Here’s how YOU can build an epic backyard golf hole — with stuff you already own!

March 19, 2020
backyard golf hole

WILLIAMSTOWN, Mass. — I am, at the moment, a golf writer with very little to write about (there are only so many mini-tour gambling stories, after all). But while I may be stuck in self-quarantine at my parents’ house in small-town western Massachusetts, I have not given up on serving you, dear readers. Nor have I given up on playing golf.

As a result, I would like to present Dethier National: a one-hole course constructed in a single afternoon with the following miscellaneous household items:

Yogurt container
Cashew container
Butter knife
Small garden shovel
Broom handle
Scissors
Newspaper bag
Duct tape

Here’s the process I’d recommend:

1. Pick the perfect cup size

I had no idea just how big actual golf holes were, when compared with various things in my kitchen.

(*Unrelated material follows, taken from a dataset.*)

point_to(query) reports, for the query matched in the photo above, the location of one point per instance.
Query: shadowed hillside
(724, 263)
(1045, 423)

Salsa jar? Way too small. Skippy’s peanut butter? Still too small. A can of Planters Peanuts is close — four inches in diameter — but still too small. How do these guys miss so many putts with such a big target?!

No, the true diameter of a golf hole is 4.25 inches. What that translates to, kitchen-speak, is a traditional-sized plastic container. I bet you’ve got at least one in the fridge. Guacamole. Cottage cheese. I found a large (that part is important) yogurt container which measured almost exactly 4.25 inches from edge to edge. Onward.

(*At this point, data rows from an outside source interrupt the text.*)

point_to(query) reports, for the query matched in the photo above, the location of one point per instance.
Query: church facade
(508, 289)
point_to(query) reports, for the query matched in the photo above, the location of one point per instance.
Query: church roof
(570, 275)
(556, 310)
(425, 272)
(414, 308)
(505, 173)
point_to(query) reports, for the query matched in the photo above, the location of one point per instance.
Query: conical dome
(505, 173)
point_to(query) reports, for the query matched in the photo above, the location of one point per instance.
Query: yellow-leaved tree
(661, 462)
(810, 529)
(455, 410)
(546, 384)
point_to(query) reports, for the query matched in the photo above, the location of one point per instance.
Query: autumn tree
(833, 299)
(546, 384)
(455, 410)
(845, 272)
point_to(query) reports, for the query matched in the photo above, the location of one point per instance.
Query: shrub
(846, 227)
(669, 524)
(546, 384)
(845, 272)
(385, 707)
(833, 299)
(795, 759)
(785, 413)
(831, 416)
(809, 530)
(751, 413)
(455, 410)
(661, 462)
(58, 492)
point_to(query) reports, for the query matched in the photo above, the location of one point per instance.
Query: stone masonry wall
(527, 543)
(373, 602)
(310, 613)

2. Get a second cup that’ll fit in the first cup

Sound confusing? Check out the video below and it’ll make more sense. Basically you want an inner cup, also 4.25 inches in diameter but half the height, that will fit inside the first cup. This is going to be key in supporting your flagstick.

3. Pick out a flagstick

Consider a few factors when selecting your flagstick. You want it tall enough that it feels legit, skinny enough that the ball will still fit in the hole and light enough that it will stay in place. I took the head off a mop and used the handle. Nice yellow color, too!

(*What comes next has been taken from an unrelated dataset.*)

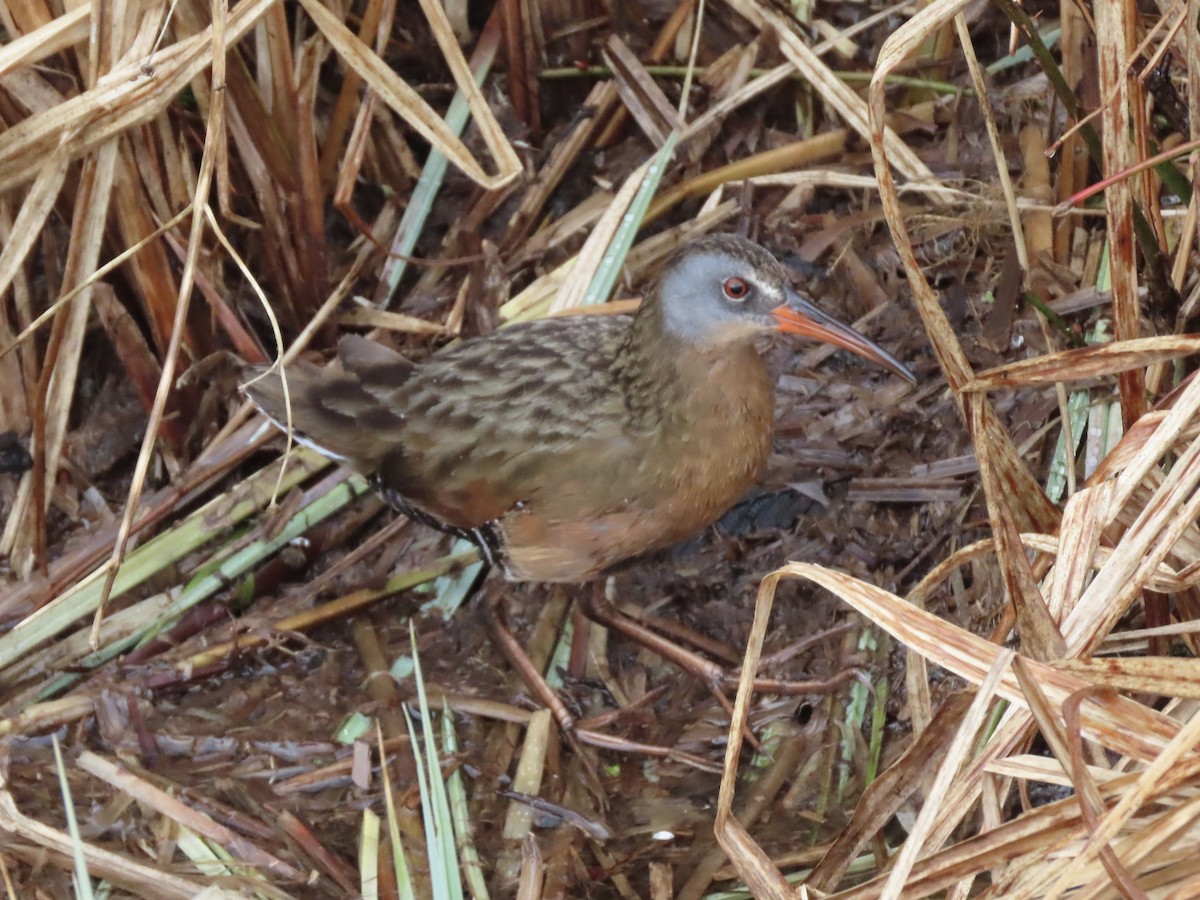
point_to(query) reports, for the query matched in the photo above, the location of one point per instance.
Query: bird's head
(723, 289)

4. Cut a hole in the smaller cup

I chose an empty cashew container for my smaller cup, as described in No. 2. Then I traced a circle in the middle of that cup, exactly one mop-handle in diameter. Cut that out with some scissors, but be careful — don’t go too wide! Otherwise your flagstick won’t stay in place.

5. Dig your hole

Find a nice, relatively flat section in your yard (doesn’t have to be TOO flat, unless you keep your lawn stimping 12). Flip over your larger cup (from No. 1) and cut a hole around it using a butter knife. You can keep gouging away with that knife, if it’s all you’ve got, but if you’re lucky enough to have a small garden shovel lying around, I’d recommend it. Maybe some gloves, too, if you’re not into rocks, roots, dirt or worms.

6. Assemble your cup

First drop in the big cup (from No. 1) slightly below the surface of the ground — you don’t want any putts catching on that lip. Then put the small cup (No. 2) on top. Then insert the flagstick (No. 3) through the hole in the small cup. If you’ve sized it all correctly, it should stay in place!

7. Pick a flag

When it comes to choosing a flag, I’d go with something light and waterproof. You want that baby swaying in the breeze! I took one of those plastic bags newspapers come in (shoutout newspapers) and cut it in half. Nice color, perfectly waterproof and light as could be. Tape that to the mop handle and you’re officially in business!

8. Play away!

Get some fresh air, entertain the kids (read: yourself), take on a project and satisfy that golf itch — all without leaving home?! I can’t recommend this highly enough.